Déchets des laboratoires de stupéfiants - Rejets dans la nature - Statistiques - Répression - Nouvelle législation - Collaboration avec les Régions

stupéfiant
statistique officielle
régions et communautés de Belgique
déchet dangereux
déchet chimique
délit environnemental
trafic de stupéfiants
décharge sauvage

Chronologie

24/3/2016Envoi question (Fin du délai de réponse: 28/4/2016)
21/9/2016Réponse

Aussi posée à : question écrite 6-899

Question n° 6-900 du 24 mars 2016 : (Question posée en néerlandais)

Les phénomènes liés aux drogues sont nocifs non seulement pour l'utilisateur lui-même mais aussi pour la nature et, dans certains cas, pour la santé publique. Récemment, des résidus de drogue ont été découverts dans des plantes agricoles aux Pays-Bas. L'été dernier, plusieurs enfants et leur père ont été grièvement brûlés dans le bas des jambes après avoir roulé à vélo dans une flaque de produit toxique en pleine nature.

La fabrication de drogue et plus particulièrement le rejet de résidus de ces processus de production peuvent représenter une catastrophe (écologique) pour l'homme et la nature. On rencontre de plus en plus souvent dans l'environnement des résidus de drogues synthétiques, par exemple, provenant du processus de fabrication clandestine de drogue. Il s'agit de grandes quantités de substances chimiques et de produits toxiques. Les déchets proviennent souvent de laboratoires illégaux qui produisent du cannabis et de l'ecstasy et déversent les résidus quelque part. Ces laboratoires font courir un grand risque à l'environnement et à la santé puisque les ingrédients de telles drogues sont extrêmement nocifs pour l'homme et l'environnement.
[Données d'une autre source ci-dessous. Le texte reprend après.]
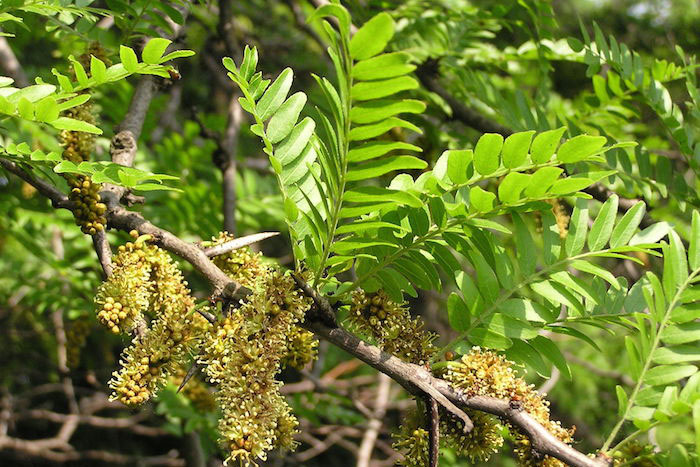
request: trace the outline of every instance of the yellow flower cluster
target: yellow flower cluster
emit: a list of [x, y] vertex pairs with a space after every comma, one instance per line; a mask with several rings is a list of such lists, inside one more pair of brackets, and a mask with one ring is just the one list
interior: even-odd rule
[[66, 330], [66, 360], [68, 368], [77, 368], [80, 364], [80, 351], [90, 334], [90, 322], [87, 319], [76, 319]]
[[[95, 117], [91, 112], [92, 104], [86, 102], [82, 105], [68, 109], [65, 116], [88, 123], [95, 123]], [[61, 132], [63, 145], [63, 158], [75, 164], [86, 161], [95, 148], [95, 136], [82, 131]], [[75, 223], [80, 226], [83, 233], [95, 235], [104, 230], [107, 224], [105, 212], [107, 206], [100, 202], [99, 192], [102, 185], [93, 183], [90, 177], [85, 175], [68, 174], [65, 176], [71, 188], [69, 198], [74, 204], [73, 215]]]
[[386, 352], [417, 365], [426, 364], [437, 350], [435, 335], [423, 329], [423, 321], [412, 318], [404, 304], [391, 301], [381, 290], [374, 294], [355, 292], [349, 321]]
[[318, 340], [314, 333], [294, 326], [288, 337], [287, 353], [282, 357], [282, 367], [302, 370], [318, 356]]
[[[234, 238], [227, 232], [221, 232], [217, 237], [212, 237], [211, 242], [206, 242], [202, 246], [220, 245]], [[224, 255], [215, 256], [212, 261], [231, 279], [245, 287], [253, 287], [257, 278], [265, 271], [261, 258], [260, 253], [254, 253], [250, 248], [239, 248]]]
[[[495, 352], [474, 347], [461, 360], [448, 362], [447, 370], [442, 377], [469, 397], [491, 396], [518, 401], [524, 411], [559, 440], [564, 443], [571, 443], [573, 440], [573, 430], [567, 430], [559, 422], [550, 419], [549, 402], [534, 389], [533, 385], [516, 375], [512, 362]], [[528, 438], [518, 433], [514, 427], [509, 428], [515, 432], [515, 453], [520, 465], [547, 467], [564, 465], [561, 461], [549, 456], [541, 460], [534, 458]]]
[[310, 306], [290, 276], [263, 268], [253, 294], [204, 338], [199, 361], [219, 386], [219, 432], [228, 459], [255, 465], [274, 447], [294, 447], [297, 421], [275, 377]]
[[[411, 423], [412, 422], [412, 423]], [[405, 467], [425, 467], [428, 465], [428, 432], [418, 425], [417, 417], [401, 425], [394, 434], [394, 449], [403, 454], [398, 465]]]
[[[487, 461], [503, 446], [503, 427], [491, 415], [473, 410], [465, 412], [474, 423], [474, 428], [469, 433], [464, 432], [463, 421], [440, 409], [440, 443], [472, 463]], [[400, 465], [428, 465], [428, 432], [423, 428], [428, 422], [424, 418], [419, 416], [418, 411], [410, 412], [399, 432], [394, 435], [393, 446], [404, 455]]]
[[146, 243], [148, 238], [119, 247], [114, 271], [95, 299], [98, 320], [115, 333], [131, 331], [139, 322], [145, 326], [147, 310], [153, 317], [124, 351], [122, 367], [109, 383], [112, 398], [126, 405], [141, 404], [160, 389], [206, 325], [192, 313], [194, 300], [182, 273], [165, 251]]
[[119, 247], [112, 275], [97, 289], [97, 319], [113, 333], [130, 332], [148, 309], [155, 283], [151, 258], [158, 248], [144, 238]]
[[470, 462], [485, 462], [503, 446], [503, 427], [492, 415], [475, 410], [465, 410], [474, 423], [469, 433], [464, 432], [464, 422], [444, 410], [440, 411], [440, 435], [445, 445]]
Le phénomène se répand ces derniers temps en Belgique et dans les pays voisins. Une étude a montré que 22 dépôts ont été constatés en 2014, mais on ignore tout des rejets qui n'ont pas été découverts. La principale conclusion de l'étude est que le phénomène est en augmentation, ce qui s'explique par l'accroissement de la production de drogues et par une multiplication des rejets effectués en Belgique en provenance des Pays-Bas. Les communes situées à la frontière néerlandaise sont donc les plus touchées.

Un aspect important du problème des rejets de drogue consiste dans les coûts de la collecte, de l'enlèvement, du stockage, du traitement et de l'incinération des déchets chimiques déversés, sans parler des assainissements des sols éventuellement nécessaires. En Belgique, l'enlèvement est réalisé par une société reconnue de traitement des déchets, SGS, pour un coût oscillant entre 1.000 et 41.000 euros, indique l'étude. Bien que, au dire de la plupart des experts, ce soit souvent à la Justice de supporter ces coûts, cela donne lieu à des discussions entre le parquet et la commune.
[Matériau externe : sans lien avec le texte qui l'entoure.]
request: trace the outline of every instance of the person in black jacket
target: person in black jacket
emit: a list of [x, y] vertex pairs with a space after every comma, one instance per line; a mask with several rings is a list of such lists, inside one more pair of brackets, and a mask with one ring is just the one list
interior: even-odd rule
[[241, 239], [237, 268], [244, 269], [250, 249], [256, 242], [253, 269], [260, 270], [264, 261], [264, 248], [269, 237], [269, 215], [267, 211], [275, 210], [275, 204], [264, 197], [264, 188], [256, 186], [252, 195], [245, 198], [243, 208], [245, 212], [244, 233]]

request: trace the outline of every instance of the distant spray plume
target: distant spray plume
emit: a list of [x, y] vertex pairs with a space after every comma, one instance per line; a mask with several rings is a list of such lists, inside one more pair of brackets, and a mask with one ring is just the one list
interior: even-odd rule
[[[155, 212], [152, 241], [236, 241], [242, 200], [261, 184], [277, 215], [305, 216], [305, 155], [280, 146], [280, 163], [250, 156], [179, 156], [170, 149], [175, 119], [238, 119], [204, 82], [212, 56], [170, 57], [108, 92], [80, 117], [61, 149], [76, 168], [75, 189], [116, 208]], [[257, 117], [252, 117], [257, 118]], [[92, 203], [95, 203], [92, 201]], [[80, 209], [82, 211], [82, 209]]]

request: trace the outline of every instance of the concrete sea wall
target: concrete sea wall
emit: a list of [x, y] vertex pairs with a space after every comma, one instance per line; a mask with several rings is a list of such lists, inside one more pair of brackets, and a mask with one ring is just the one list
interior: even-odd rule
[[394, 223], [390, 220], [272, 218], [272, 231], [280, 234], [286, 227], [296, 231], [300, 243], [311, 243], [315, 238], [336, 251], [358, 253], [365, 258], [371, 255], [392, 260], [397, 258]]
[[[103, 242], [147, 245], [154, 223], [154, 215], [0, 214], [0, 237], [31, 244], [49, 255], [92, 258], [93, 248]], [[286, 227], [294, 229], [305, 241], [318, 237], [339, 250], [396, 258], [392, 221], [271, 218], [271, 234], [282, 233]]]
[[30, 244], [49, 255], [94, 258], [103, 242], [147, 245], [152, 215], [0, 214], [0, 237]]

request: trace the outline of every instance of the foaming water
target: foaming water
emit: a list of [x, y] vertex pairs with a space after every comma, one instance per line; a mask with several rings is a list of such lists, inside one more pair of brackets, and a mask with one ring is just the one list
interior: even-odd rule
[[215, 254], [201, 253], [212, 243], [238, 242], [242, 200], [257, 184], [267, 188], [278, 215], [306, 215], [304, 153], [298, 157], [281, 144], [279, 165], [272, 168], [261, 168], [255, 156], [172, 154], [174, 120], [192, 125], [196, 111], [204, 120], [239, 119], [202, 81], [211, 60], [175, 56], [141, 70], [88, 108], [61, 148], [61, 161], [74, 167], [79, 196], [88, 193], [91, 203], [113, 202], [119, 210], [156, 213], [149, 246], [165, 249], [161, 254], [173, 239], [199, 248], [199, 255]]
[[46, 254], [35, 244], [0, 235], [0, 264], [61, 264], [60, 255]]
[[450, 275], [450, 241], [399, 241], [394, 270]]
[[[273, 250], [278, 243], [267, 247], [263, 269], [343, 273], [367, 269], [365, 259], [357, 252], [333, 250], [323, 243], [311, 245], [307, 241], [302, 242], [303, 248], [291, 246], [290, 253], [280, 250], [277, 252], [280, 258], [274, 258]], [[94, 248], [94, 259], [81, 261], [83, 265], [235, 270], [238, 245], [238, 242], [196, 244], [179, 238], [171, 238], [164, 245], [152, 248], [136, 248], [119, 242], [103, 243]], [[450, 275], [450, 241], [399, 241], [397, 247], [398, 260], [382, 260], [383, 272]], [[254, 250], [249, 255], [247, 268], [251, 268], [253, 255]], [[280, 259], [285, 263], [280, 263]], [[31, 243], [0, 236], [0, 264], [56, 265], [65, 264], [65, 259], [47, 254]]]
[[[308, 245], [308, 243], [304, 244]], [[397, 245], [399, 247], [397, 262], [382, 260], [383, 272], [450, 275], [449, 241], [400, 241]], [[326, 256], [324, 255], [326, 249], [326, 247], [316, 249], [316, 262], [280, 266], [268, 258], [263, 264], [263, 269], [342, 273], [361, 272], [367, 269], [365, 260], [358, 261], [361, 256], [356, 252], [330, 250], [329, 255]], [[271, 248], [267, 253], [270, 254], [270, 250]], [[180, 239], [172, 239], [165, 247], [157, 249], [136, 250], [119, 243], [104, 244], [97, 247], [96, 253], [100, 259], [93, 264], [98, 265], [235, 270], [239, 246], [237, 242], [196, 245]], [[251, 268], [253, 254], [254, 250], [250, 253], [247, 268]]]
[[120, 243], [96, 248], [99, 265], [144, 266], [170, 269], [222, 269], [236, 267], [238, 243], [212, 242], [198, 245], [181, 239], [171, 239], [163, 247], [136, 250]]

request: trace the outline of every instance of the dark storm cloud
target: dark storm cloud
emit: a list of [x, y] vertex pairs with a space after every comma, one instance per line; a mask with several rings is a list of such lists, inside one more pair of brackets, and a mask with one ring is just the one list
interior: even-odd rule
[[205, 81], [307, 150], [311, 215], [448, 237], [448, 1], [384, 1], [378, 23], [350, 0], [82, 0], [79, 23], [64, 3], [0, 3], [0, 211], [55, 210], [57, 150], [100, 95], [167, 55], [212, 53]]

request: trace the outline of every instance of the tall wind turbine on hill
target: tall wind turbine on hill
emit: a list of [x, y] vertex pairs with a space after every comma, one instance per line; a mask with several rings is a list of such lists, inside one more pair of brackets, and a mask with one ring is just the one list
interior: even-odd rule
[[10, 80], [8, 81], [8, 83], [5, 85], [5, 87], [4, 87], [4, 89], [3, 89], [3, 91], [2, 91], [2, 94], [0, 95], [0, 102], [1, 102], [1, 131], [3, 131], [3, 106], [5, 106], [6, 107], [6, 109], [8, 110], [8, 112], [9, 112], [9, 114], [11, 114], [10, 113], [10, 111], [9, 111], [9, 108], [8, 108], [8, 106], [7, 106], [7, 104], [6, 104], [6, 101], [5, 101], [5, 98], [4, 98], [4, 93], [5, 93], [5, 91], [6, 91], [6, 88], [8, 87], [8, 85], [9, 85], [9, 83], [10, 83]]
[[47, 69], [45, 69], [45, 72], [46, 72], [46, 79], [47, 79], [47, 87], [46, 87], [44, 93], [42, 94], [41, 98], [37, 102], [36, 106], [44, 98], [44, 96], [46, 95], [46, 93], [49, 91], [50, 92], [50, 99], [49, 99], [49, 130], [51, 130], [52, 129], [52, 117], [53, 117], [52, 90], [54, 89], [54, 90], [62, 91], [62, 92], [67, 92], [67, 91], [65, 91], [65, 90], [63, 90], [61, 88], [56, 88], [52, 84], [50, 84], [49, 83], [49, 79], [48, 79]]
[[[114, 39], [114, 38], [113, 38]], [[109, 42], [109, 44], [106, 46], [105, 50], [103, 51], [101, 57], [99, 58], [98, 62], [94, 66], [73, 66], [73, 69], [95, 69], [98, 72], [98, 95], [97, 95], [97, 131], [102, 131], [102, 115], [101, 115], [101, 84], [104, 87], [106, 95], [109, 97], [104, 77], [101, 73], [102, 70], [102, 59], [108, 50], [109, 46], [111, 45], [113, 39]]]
Il est peut-être opportun de créer une sorte de pot commun destiné à couvrir les frais pour que ceux-ci ne soient pas toujours supportés par les mêmes instances.

La Justice tarderait en outre à payer les factures d'enlèvement à la société SGS. Elle accuserait actuellement un retard de paiement d'un an.
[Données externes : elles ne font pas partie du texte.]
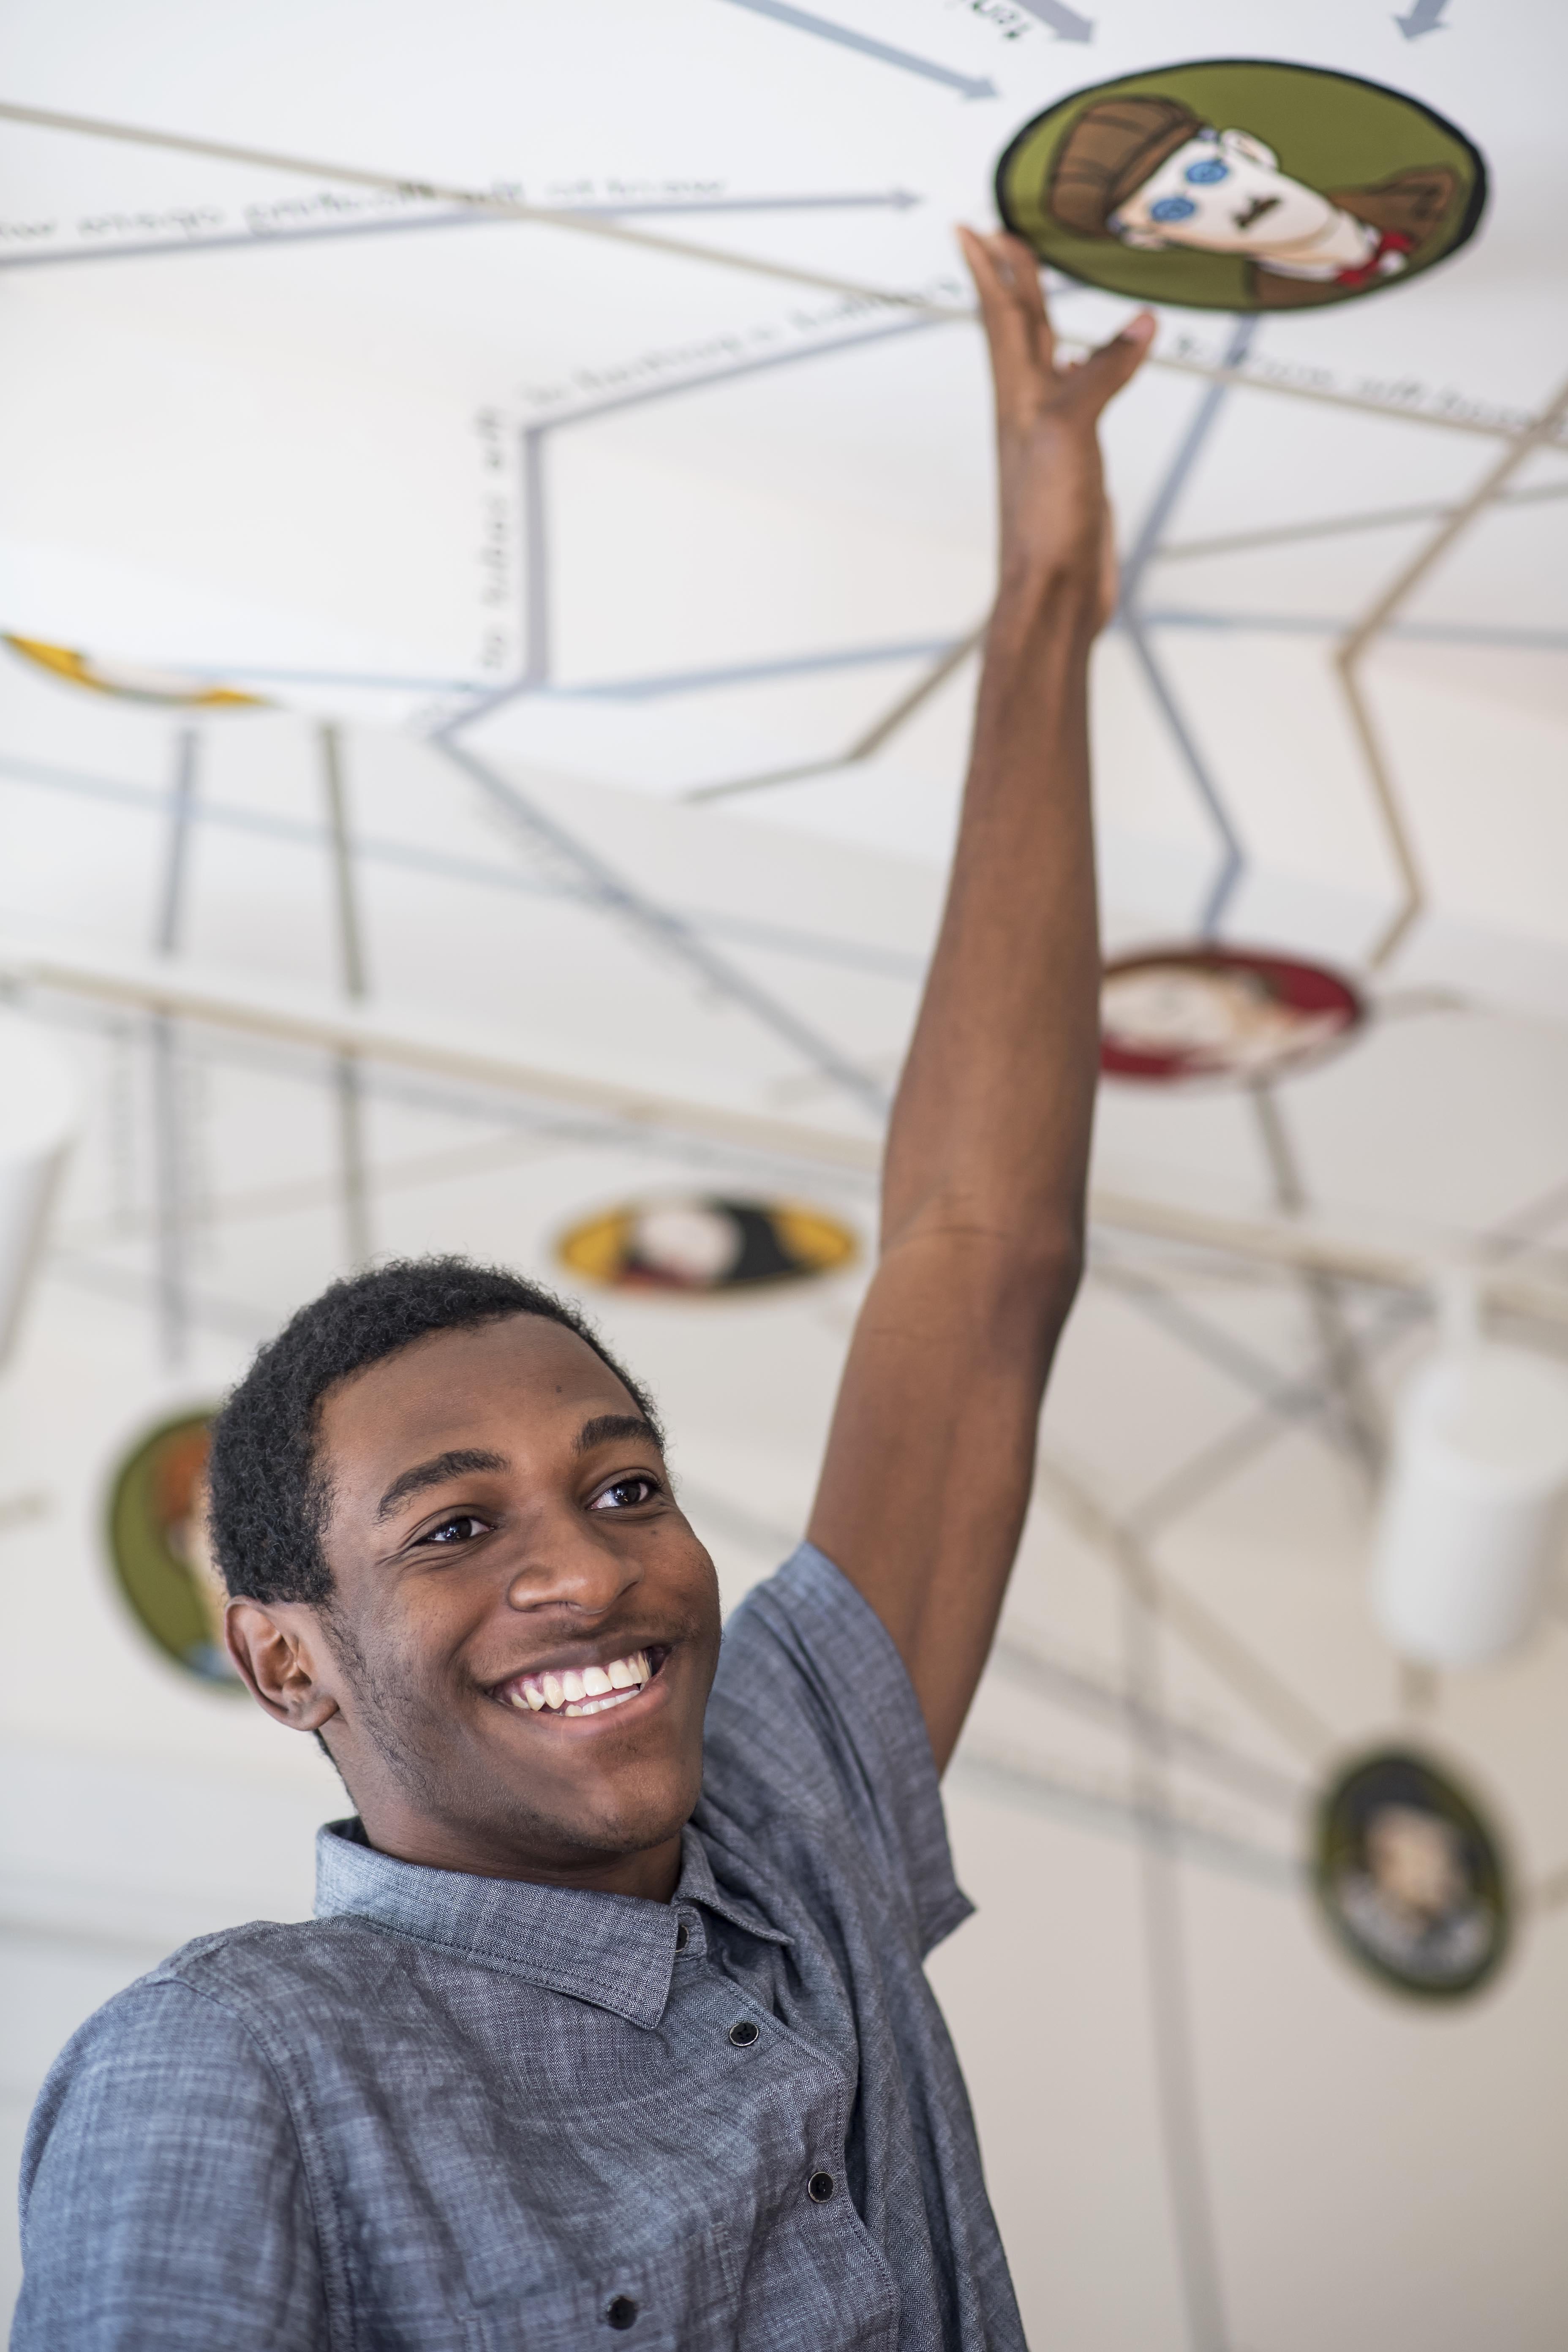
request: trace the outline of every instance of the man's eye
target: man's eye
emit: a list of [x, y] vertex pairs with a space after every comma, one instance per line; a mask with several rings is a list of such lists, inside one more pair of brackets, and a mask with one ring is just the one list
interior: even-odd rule
[[443, 1519], [438, 1527], [427, 1528], [419, 1540], [421, 1543], [466, 1544], [485, 1532], [484, 1520], [476, 1518], [472, 1511], [454, 1511], [451, 1517]]
[[658, 1493], [657, 1479], [645, 1476], [639, 1470], [630, 1478], [617, 1478], [613, 1486], [606, 1486], [602, 1495], [595, 1496], [588, 1507], [594, 1511], [635, 1510], [639, 1503], [651, 1503]]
En ce qui concerne les déchets de drogue, il est capital de faire respecter la loi. Ces déchets sont l'indice de la présence de laboratoires de stupéfiants et donc d'une criminalité organisée. Il faut développer une approche coordonnée pour imposer le respect de la loi et pour assurer l'enlèvement des déchets car le dommage causé à l'homme et à l'environnement peut être considérable. Le rejet de déchets de drogue peut être qualifié de fait environnemental et enregistré comme tel par les services de police judiciaire mais il peut aussi être considéré comme une infraction à la législation sur les drogues.

Caractère transversal de la question: il s'agit d'une matière régionale. C'est la Région qui est chargée de la surveillance de l'environnement. La Région flamande s'est ainsi dotée du décret du 30 avril 2009 modifiant le décret du 5 avril 1995 contenant des dispositions générales concernant la politique de l'environnement et modifiant diverses dispositions en matière de maintien de l'environnement. C'est au pouvoir fédéral qu'il appartient d'imposer le respect des règles en matière de drogue. La Région et l'autorité fédérale doivent conclure des accords pour réprimer et poursuivre le rejet de déchets de drogue.

Mes questions sont les suivantes.

1) Quelle qualification le rejet illégal de résidus provenant de laboratoires de stupéfiants reçoit-il? Ce geste est-il considéré comme un délit environnemental, auquel cas c'est la Région qui intervient, ou s'agit-il plutôt d'un délit au regard de la législation sur les drogues, auquel cas c'est l'autorité fédérale qui doit agir? Existe-t-il des accords pratiques à ce sujet et, si oui, pouvez-vous en expliquer le contenu?

2) Disposez-vous de statistiques annuelles relatives à la découverte de rejets illégaux de déchets de drogue ou de résidus de laboratoires de stupéfiants? Où ces rejets sont-ils constatés (dans quelles provinces et quel est le nombre annuel de faits) et peut-on véritablement parler d'une augmentation, comme aux Pays-Bas? Pouvez-vous donner des explications détaillées?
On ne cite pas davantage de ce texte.